Luckily, we can use different techniques to introduce more interaction in online learning. This includes both instructor-student and student-student interactions.
Instructors and students should maintain a stronger relationship in order to develop a sense of community. Learning will feel more like a regular academic course and there are more feedback opportunities for the learner. Instructors are starting to experiment with different technologies in order to encourage interaction. Live webinar sessions, instant messaging programs, and interactive learning activities are just a few of the possible solutions to building strong instructor-student connections!
Instructors are also starting to take on more feedback, especially if it relates to the student’s personal experiences, their academic goals, or even the quality of the course they’re offering. This allows instructors to take on live feedback, making on-the-spot changes as the course progresses and ultimately, helping participants learn more quickly and efficiently.
Student-to-student interaction is key in helping students share ideas, discuss topics related to their studies, and even build long-lasting relationships with their classmates. This is usually encouraged through online discussion boards and instant messaging programs. It allows for collaborative work and can encourage group-based activities to help build social skills and deal with feelings of isolation.
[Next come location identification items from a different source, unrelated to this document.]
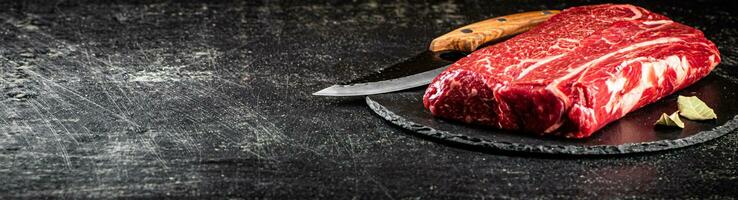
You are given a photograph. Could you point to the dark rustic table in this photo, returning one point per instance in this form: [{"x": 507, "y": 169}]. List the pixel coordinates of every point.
[{"x": 194, "y": 99}]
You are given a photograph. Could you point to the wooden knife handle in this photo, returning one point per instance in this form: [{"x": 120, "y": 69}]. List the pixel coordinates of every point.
[{"x": 470, "y": 37}]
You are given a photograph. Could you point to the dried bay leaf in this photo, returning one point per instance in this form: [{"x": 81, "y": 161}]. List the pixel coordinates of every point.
[
  {"x": 670, "y": 120},
  {"x": 694, "y": 109}
]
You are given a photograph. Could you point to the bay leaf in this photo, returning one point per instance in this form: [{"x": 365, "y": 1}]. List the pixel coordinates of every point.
[
  {"x": 694, "y": 109},
  {"x": 670, "y": 120}
]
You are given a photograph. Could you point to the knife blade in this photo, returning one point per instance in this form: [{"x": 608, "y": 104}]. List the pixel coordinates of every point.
[{"x": 443, "y": 51}]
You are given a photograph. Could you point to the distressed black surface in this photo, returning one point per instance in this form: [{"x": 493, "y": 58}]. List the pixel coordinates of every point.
[{"x": 174, "y": 99}]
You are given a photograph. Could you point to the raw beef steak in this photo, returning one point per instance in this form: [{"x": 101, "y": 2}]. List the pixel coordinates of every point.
[{"x": 573, "y": 74}]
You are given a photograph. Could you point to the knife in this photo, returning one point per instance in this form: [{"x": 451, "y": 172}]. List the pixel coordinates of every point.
[{"x": 442, "y": 52}]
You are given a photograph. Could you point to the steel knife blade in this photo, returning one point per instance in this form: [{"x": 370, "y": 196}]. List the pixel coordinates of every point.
[{"x": 443, "y": 51}]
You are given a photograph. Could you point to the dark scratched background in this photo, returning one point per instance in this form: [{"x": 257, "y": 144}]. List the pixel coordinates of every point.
[{"x": 211, "y": 99}]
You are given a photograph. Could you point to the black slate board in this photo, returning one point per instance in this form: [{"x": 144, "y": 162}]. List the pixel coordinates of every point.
[{"x": 633, "y": 133}]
Everyone learns differently, but options to interact more with both instructors and other students can tackle some of the biggest flaws that come with online learning. While many online courses currently don’t utilize the power of student and instructor interactions, it’s clear these connections need to be strengthened to avoid the isolation that causes student mental health problems.
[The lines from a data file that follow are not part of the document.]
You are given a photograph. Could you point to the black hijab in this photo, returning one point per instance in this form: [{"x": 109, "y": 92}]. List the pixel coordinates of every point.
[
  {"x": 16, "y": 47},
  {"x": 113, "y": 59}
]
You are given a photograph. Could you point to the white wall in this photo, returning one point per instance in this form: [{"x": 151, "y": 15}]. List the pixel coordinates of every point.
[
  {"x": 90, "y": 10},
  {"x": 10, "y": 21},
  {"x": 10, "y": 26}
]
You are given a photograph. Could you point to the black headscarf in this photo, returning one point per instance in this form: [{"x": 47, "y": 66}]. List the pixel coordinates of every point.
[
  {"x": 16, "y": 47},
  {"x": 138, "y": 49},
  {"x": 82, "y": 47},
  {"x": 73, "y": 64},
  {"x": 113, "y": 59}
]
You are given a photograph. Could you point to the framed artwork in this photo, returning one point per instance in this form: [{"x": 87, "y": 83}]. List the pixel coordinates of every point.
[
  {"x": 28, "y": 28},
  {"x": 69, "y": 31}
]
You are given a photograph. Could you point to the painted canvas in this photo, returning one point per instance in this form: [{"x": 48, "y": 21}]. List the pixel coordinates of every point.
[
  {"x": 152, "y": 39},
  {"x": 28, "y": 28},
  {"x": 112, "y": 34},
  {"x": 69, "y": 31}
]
Can technology bridge the communication gap?
One of the most promising solutions to help create and encourage more interpersonal interaction is technology. Smartphones are the go-to platform to access online learning and catch up with students and instructors. Any student can become part of the online discussions relating to their courses, and it also allows for text-based communication through instant messaging programs with no need for bigger devices like laptops.
That being said, while face-to-face learning can help the mental health concerns online learning comes with, it isn’t the most optimal solution for learning efficiency. The best approach is a blended one, combining the pros of face-to-face learning and online learning. Offering a completely personalized course is key. This gives students the option to interact with their instructor and other students if they want to. Otherwise, they’re free to access their study materials and never speak to their instructor if that works best for them.